Syria past and present: Among the ruins
William Armstrong - william.armstrong@hdn.com.tr
As a historian of religious beliefs in the region, Sahner unsurprisingly spends most of his time focusing on the mosaic of sects that make up modern day Syria, and how they interact (or interacted) with each other. He looks back to the origins of each community, as well as to their modern situation, and asks the question, “Is Syria’s history a unity arising amidst diversity, or unity destroyed by cleavage and division?” His natural American optimism doesn’t stop him from answering unflinchingly. Although no simplistic peddler of the “ancient hatreds” thesis, he challenges the view that the country was a supra-sectarian paradise before the war, in which Sunnis, Alawis, Christians and Druze carried on with a noble lack of interest in each other’s faiths:
The notion that sectarianism suddenly appeared only because of the civil war does no justice to what historical analysis and personal experience show to be deep and unspoken tensions before the onset of the so-called ‘Arab Spring’ ... True, the destructive sectarianism the world has witnessed in Syria recently is something new, but it seems clear that as a discourse and a practice, sectarianism is appealing precisely because it builds on pressures that have existed in Syria for a long time.
In one memorable passage, he recalls the striking words of his friend Abdallah, who questions the American approval of “diversity” for Syria:
What if diversity in my society isn’t the same as diversity in yours? What if diversity is a source of weakness? Wasn’t it diversity that created the violence in Iraq? The existence of all those different groups … I would rather live in a place that did not have diversity and was stable, than live in a diverse place that was at was at constant risk of falling into a civil war.
All this is good food for thought, but Sahner’s monomaniacal interest in sect sometimes makes him seem like the biggest sectarian of all. Of course, with the country reduced to rubble by a war inflamed by religious sentiment, focus on the sectarian dynamics of Syria is essential.

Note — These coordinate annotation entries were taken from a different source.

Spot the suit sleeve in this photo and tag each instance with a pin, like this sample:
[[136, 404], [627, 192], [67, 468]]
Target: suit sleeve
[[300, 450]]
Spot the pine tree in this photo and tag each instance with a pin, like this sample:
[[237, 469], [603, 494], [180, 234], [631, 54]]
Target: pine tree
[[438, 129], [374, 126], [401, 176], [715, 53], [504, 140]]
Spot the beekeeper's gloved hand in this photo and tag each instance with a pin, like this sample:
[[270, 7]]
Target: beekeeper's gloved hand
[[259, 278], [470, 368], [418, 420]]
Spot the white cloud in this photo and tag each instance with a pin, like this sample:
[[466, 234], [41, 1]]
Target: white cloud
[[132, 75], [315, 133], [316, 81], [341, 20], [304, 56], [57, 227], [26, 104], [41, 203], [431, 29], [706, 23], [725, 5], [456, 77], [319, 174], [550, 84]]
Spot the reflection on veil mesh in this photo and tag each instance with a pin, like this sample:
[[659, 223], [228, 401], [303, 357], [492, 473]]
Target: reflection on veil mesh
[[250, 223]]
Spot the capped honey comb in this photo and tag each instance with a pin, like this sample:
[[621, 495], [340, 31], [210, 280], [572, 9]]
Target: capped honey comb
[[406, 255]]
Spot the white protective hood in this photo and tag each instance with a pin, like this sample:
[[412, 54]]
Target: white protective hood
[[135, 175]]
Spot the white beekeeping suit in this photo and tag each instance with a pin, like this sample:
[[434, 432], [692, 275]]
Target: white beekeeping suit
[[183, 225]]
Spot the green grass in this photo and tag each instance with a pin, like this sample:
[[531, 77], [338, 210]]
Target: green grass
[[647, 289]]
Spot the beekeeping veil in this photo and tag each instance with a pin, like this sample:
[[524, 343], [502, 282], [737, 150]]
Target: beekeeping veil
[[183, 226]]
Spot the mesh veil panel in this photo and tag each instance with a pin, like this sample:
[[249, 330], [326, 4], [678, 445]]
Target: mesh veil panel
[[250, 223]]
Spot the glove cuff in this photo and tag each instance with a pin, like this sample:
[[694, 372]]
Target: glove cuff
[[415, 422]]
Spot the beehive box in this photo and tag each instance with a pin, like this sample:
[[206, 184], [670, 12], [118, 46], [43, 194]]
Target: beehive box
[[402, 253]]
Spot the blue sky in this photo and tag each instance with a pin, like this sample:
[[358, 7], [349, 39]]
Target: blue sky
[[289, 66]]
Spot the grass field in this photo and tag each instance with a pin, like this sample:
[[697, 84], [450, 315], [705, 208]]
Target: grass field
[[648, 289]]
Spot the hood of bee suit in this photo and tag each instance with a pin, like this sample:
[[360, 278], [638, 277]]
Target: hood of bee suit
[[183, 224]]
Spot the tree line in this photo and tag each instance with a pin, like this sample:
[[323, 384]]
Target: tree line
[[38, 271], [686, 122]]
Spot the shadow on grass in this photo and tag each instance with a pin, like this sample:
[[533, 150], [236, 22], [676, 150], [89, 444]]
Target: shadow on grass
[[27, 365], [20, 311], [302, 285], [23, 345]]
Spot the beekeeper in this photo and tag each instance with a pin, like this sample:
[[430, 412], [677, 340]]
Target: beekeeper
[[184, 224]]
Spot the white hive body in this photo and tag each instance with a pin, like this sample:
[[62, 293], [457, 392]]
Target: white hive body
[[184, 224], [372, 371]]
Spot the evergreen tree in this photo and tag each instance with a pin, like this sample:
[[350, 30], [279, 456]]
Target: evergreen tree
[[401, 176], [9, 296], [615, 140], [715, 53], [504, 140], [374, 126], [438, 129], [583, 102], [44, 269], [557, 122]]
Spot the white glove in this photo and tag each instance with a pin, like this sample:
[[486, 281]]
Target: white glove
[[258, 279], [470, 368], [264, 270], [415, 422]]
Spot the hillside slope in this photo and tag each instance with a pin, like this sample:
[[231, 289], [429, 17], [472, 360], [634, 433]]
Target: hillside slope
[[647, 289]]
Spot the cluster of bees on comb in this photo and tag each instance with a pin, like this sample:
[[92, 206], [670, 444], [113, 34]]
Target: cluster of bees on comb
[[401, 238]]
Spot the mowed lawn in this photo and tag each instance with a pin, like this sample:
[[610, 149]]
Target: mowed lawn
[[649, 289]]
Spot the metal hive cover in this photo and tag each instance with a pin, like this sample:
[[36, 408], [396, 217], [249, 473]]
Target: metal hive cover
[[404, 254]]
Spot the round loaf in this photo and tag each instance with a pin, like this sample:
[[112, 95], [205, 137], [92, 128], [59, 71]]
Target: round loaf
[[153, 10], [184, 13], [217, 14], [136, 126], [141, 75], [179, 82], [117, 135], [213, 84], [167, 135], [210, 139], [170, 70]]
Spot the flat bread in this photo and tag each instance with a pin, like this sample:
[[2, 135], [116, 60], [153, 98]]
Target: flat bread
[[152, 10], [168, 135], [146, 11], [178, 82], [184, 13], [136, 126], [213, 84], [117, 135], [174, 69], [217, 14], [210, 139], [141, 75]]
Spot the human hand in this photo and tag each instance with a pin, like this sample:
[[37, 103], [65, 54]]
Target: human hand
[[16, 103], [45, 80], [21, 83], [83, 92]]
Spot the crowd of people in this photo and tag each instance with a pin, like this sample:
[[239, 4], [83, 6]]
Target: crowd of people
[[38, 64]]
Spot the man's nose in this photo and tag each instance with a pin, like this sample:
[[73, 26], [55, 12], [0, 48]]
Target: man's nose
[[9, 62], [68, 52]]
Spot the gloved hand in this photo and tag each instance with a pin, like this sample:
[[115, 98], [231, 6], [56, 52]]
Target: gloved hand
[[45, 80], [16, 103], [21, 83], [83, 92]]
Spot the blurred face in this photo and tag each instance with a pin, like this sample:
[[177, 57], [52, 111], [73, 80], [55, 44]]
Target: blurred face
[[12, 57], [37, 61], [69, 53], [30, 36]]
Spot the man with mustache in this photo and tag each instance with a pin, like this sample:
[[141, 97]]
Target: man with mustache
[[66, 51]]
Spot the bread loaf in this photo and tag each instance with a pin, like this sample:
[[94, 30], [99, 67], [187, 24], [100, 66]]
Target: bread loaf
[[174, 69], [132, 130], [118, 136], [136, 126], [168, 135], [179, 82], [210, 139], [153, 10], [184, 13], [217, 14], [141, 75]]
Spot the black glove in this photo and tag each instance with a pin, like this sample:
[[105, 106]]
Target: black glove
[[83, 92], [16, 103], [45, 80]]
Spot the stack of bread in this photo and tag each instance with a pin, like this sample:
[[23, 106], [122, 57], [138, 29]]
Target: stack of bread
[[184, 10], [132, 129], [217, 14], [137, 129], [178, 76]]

But surely all players should be regarded as people first and foremost before anything else. When a taxi driver is a described as a “Sunni taxi driver,” not just a taxi driver, and when a security officer is an “Alawi security officer,” not just a security officer, you can see how an ordinary Syrian might be annoyed. The problem seems particularly egregious because Sahner’s sectarian blinkers crowd out other important divisions in Syrian society. It’s striking, for example, that the country's Kurds are hardly mentioned throughout the book, despite being the focus of so much international attention these days.
Sahner also occasionally lapses into purple prose, with an annoying tendency to refer to nouns - mosques, cities, the Mediterranean - as “she” or “her.” Nevertheless, on the whole this book remains a worthwhile read; the author’s obvious affection for the country shines through, and the humanity of the Syrians he writes about manages to rise above his fixation on sect.